A single cellular predator, Collodictyon triciliatum, finds and engulfs two green algae cells. These microscopic predators are common in freshwater. I isolated this strain from Central Park in New York City. It’s now growing happily in the laboratory on a steady diet of greens. This video is sep up six times for your viewing pleasure.
An amoeba from the salt marsh in Brooklyn.
This little character is an amoeba. It's shaped like a blob. Amoebas are predators, they need to eat to survive. In this clip, you can see it trying to eat a long alga. The alga is far too long to fit inside the amoeba, and sure enough (after a thorough investigation) the amoeba gives up on its lunch. This clip is sped up four times, so covers about four minutes in real-time. Amoebas are slow.
Lacrymaria olor from a pond in Connecticut
Lacrymaria olar means tear of the swan. It's a ciliate with unusual properties. It has a "head" that sits atop an extendable "neck". The neck can extend to several times the length of the body. L. olar uses this useful neck to explore its environment, looking for food to eat.
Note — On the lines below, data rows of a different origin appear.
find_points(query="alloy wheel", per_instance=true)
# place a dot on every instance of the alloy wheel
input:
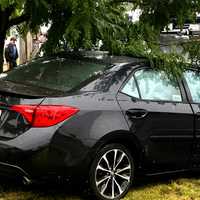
(113, 174)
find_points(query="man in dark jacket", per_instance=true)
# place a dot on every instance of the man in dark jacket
(11, 53)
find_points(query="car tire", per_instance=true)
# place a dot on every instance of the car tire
(112, 172)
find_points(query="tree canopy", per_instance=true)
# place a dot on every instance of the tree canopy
(79, 24)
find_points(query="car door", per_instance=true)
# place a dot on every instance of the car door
(192, 85)
(159, 115)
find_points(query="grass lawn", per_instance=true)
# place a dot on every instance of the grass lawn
(177, 187)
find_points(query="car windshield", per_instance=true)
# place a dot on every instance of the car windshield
(57, 74)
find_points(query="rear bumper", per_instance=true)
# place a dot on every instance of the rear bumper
(14, 171)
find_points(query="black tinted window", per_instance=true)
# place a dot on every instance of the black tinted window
(59, 74)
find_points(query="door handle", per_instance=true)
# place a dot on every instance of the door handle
(136, 113)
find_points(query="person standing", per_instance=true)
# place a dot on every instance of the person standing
(11, 53)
Filamentous bacteria doing their thing
Those tiny little strands you can see darting around in this video are filamentous bacteria. Filamentous bacteria are bacteria that grow in long, very thin, chains. You can spot them because they are much longer than they are wide. Different species of filamentous bacteria occur just about everywhere; in water, soil, and inside your own body. These ones were living in a pond in the Brooklyn Botanical Gardens. They are thriving amongst a bloom of a green alga.
Pandorina and a cryptophyte
The big green colonies are a green alga called pandorina. The colonies get bigger as they get older, and you can see a whole range of sizes here. The small brownish cells are algae called cryptomonads. These two types of algae are different colors because they contain plastids with different pigments. They both originally came from the lake in Central Park.